Quem era pré-adolescente desocupado na década de 90 com certeza se lembra de Olho no olho, novela das sete protagonizada por três jovens poderosos de olhos coloridos. Felipe Folgosi, como Aleph, mais Nico Puig e Patrícia de Sabrit explodiam coisas, moviam objetos e provavelmente flutuavam, com suas pupilas azuis (os bonzinhos) ou vermelhas (o vilão). Tony Ramos fazia o padre Guido e Maria Zilda ficava deprimida ao som de Down em mim cantada por Edson Cordeiro (certas coisas não se esquecem...).
Falo disso porque a Record estreou há umas duas semanas Caminhos do Coração. Nome nada a ver para uma novela que quer ousar em sua história, trazendo crianças-mutantes com poderes especiais, como a menina com asas, o menino-lobo, a garota com super visão etc. Levando em consideração os primeiros capítulos, creio que a novela vai ficar bem abaixo do esperado. Mas não por causa dos mutantes (essa proposta "inovadora"), mas porque o autor é uma negação. Ele escreve muito mal. Os diálogos são detestáveis. A direção inexiste, e, quando existe, quer causar algum impacto repetindo trechos de cena ao som de uma música de ação durante segundos, minutos intermináveis.
A emissora tinha até o início do mês uma boa novela, Vidas Opostas (que ousava não com mutantes voadores, mas com o núcleo principal dentro de uma favela, e com abundante violência sádica), e agora deverá sentir a audiência cair com essa história fraca e mal escrita. Claro que vão botar a culpa no público, que "não estará pronto" para ver tais “inovações temáticas” nos folhetins.
Utilidade deste texto? Precisamente nenhuma. Vou falar, pois, de teatro, que é mais chique.

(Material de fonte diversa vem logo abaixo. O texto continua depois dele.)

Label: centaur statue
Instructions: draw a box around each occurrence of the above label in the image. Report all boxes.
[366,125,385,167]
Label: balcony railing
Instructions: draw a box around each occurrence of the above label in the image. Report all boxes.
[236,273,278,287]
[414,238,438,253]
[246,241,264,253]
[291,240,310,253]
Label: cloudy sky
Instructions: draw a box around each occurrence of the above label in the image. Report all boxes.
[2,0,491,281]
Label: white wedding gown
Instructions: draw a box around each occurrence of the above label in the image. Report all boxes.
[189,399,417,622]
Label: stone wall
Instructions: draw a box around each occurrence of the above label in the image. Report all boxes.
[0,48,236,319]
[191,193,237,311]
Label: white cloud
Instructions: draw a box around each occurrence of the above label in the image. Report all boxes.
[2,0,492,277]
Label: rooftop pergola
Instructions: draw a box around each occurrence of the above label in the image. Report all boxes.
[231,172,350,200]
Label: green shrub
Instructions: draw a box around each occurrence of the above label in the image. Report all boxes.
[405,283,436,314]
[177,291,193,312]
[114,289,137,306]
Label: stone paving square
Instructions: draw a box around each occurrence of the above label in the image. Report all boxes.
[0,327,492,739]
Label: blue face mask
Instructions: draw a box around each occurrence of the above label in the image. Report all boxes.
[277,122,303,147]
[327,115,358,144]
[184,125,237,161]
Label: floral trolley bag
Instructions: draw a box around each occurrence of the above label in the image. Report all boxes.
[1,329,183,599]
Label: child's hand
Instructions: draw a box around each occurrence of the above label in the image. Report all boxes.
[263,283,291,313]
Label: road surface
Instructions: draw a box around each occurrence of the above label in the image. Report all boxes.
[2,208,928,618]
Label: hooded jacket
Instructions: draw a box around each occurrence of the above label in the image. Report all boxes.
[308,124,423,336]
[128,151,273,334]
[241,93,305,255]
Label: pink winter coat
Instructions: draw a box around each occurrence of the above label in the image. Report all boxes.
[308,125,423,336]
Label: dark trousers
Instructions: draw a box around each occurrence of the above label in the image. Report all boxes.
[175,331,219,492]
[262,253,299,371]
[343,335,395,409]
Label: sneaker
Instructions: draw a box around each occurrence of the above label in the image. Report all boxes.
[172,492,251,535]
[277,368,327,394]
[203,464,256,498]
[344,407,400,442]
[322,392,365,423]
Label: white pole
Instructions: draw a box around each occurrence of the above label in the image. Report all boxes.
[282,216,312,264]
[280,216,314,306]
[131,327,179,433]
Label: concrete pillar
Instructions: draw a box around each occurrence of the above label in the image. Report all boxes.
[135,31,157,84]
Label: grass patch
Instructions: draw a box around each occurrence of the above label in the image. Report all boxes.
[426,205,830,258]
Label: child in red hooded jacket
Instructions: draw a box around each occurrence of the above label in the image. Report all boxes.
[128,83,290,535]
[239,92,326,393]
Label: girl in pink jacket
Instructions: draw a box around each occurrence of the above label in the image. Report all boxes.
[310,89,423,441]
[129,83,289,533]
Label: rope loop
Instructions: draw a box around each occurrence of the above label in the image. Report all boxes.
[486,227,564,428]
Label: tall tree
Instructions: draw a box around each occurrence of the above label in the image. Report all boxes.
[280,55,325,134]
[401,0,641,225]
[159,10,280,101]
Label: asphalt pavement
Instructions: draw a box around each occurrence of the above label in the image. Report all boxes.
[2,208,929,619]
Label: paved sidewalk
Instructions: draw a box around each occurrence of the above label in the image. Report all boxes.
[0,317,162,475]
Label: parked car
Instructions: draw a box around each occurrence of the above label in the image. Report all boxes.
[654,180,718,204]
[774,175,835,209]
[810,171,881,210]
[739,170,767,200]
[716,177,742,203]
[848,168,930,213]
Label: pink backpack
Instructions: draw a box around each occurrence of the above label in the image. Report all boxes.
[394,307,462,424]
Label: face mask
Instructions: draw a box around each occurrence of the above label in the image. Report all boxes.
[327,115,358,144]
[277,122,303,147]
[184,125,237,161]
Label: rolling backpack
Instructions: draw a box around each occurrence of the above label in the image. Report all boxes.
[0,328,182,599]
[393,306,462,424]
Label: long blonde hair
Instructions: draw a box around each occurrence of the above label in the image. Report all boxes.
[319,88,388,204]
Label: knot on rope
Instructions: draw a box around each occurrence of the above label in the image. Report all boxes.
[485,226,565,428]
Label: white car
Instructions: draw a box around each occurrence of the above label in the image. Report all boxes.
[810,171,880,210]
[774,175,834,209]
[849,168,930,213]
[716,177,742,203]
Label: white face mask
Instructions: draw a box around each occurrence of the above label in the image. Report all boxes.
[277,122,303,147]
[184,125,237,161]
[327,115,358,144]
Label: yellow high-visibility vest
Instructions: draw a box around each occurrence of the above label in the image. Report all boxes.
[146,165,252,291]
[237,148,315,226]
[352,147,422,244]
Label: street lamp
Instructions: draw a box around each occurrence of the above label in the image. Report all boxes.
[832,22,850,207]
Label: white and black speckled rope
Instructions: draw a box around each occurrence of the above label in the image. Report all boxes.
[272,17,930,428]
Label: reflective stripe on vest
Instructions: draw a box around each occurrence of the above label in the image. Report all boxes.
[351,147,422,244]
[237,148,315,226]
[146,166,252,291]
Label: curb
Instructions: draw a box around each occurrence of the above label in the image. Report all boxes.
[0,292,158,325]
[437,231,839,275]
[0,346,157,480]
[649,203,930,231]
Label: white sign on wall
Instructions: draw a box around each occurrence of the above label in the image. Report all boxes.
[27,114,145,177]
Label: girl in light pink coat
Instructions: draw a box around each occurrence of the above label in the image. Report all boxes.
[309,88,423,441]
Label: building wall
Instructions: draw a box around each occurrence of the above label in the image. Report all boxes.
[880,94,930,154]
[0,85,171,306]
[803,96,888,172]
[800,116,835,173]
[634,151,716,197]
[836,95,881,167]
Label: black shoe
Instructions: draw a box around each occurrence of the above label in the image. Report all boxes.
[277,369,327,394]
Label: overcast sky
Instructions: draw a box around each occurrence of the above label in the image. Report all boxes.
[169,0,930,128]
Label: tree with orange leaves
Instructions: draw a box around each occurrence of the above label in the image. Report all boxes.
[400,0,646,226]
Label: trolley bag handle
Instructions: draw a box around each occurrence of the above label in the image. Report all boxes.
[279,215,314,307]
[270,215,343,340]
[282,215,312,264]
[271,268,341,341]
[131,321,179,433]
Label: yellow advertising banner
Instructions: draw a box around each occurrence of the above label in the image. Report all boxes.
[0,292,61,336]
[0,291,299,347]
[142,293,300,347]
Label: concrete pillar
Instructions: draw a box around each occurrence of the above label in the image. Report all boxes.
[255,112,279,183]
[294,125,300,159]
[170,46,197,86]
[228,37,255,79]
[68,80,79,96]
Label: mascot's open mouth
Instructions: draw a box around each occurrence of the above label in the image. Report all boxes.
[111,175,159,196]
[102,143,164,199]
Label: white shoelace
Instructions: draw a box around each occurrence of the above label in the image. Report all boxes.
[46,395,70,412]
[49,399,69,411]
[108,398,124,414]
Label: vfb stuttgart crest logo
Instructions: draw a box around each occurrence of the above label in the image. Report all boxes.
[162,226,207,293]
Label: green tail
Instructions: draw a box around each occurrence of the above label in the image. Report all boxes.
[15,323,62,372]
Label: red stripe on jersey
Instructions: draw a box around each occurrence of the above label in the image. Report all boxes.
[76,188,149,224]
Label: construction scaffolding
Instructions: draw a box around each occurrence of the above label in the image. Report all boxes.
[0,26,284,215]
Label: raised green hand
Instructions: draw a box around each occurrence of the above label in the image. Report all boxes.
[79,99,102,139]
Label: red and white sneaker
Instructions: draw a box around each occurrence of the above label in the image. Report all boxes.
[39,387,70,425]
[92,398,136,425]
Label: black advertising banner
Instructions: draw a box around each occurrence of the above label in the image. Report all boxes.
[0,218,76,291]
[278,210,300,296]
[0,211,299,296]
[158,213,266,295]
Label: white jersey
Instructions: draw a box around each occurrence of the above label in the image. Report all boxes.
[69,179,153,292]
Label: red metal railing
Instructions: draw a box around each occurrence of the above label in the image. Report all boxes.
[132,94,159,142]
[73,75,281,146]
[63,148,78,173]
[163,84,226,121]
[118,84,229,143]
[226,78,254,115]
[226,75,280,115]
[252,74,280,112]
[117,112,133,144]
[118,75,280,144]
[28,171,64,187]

Fui assistir a Toda Nudez Será Castigada, em montagem do grupo Armazém Companhia de Teatro, do Rio de Janeiro. Com certeza, foi uma das melhores experiências teatrais de minha vida. As outras pessoas também devem ter achado, pois foi a primeira vez que eu vi o público porto-alegrense ficar aplaudindo incessantemente durante alguns minutos, sem sair correndo, ligando celulares, com cara de sono.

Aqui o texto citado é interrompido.